2014 Macbook Pro with 2 GHz Intel Core i7, 8 GB RAM, Intel Iris Pro 1536 MB.

Thanks for your quick answer Lissyx.
Unfortunately, I can’t share the code with you, except a few lines.

How can I change the following command (in python), so that it loads the model only once?

subprocess.Popen("deepspeech models/output_graph.pb {} models/alphabet.txt 
                                   "models/lm.binary "
                     "models/trie > {}".format(audio_name, result_name), shell=True).wait()

Well, if you use directly the binary or the CLI python tool through forks, there’s no help we can provide.

Why don’t you just look at the client.py and get inspired instead of just forking like that?

1 Like
1 Like

You are also using the non mmap-able file format, so it means lots of memory allocations. We have a warning in place for that.

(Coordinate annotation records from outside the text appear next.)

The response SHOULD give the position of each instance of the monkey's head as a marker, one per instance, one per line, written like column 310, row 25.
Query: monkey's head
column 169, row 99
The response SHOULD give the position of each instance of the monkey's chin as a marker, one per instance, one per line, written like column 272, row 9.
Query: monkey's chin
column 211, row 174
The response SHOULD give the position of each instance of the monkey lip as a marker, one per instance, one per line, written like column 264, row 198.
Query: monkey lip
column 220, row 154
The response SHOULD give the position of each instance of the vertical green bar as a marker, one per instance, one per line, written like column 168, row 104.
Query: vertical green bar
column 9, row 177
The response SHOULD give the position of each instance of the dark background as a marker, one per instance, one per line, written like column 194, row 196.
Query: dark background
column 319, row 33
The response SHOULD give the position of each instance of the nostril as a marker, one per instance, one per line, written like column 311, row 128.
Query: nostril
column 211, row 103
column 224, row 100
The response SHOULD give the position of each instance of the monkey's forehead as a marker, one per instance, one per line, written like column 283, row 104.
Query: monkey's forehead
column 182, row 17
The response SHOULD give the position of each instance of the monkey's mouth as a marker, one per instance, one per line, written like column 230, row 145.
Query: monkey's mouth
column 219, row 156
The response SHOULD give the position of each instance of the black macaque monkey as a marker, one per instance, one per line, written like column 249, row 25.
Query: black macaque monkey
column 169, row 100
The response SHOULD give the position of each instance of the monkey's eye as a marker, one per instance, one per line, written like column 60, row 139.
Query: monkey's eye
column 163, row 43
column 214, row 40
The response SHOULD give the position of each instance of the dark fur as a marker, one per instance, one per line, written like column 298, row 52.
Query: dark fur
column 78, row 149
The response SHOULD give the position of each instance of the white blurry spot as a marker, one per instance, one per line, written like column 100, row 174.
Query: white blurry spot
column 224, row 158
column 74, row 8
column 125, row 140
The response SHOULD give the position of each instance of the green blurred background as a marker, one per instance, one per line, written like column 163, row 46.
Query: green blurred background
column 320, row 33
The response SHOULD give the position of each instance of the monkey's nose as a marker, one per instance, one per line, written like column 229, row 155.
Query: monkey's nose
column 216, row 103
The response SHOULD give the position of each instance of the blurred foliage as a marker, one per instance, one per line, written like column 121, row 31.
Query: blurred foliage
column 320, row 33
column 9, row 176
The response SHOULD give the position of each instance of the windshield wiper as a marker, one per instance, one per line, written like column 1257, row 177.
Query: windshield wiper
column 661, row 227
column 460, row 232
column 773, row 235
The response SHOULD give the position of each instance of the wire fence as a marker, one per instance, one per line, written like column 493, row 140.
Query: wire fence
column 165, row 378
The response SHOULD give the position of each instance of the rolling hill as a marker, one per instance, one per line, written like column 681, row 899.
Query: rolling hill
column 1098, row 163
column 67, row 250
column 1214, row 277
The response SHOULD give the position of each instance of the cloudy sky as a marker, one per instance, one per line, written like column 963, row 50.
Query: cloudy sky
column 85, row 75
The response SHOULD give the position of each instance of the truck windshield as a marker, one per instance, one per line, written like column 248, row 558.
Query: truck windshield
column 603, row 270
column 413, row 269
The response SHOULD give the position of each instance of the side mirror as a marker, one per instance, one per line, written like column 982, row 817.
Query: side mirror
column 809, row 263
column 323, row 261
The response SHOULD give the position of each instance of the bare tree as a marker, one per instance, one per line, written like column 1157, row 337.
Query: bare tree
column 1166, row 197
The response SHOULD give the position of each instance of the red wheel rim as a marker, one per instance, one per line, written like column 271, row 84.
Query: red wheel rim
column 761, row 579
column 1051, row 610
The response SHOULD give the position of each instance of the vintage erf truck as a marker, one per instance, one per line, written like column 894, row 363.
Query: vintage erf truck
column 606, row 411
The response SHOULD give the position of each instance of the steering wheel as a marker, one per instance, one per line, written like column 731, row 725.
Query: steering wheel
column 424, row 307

Just for clarification: You mean I should use the command-line client instead of the python package and change the native-client “client.py” script, so that it loads the model only once?

No, I’m saying you should not call subprocess and just directly import deepspeech in your codebase. This way you can control loading of the model and separately inference. And you can just look at client.py to see the code to use :slight_smile:

1 Like

Thanks for you quick answers!
I am having a little issue: Where do you have these functions from? “from deepspeech import Model, printVersions”

I’m not sure I understand your question … But you should look inside native_client/python/ …

Yes I did. But I can’t import these functions like you do in the script. Whether I just run the script or when I try to import them in the terminal.

It would help if you could be a bit more verbose and share the error … Everything you need is in native_client/python/ …

Sorry if I am unprecise.

For example when I run “DeepSpeech/native_client/python/client.py” it outputs:

Traceback (most recent call last):

File "client.py", line 12, in <module>

from deepspeech import Model, printVersions

ImportError: cannot import name 'Model'

Can you document what you do ? Like virtualenv setup, pip steps, etc. ?

Deepspeech is installed on my machine and I also upgraded it today. For example, when I open a python shell, I can do “import deepspeech” without any issues.

Is that what you mean?

Yes, but it’s still very blurry … Like, which version of DeepSpeech is installed ? And how did you installed that ?

This is heavily tested code, it works for sure.

Thanks for your patience. I have version 0.2.0 and I installed it via pip.

Can you ensure it’s available when you try the client.py code? The error suggests it’s not available at this moment. Again, a proper description of your STR would save everyone a lot of time.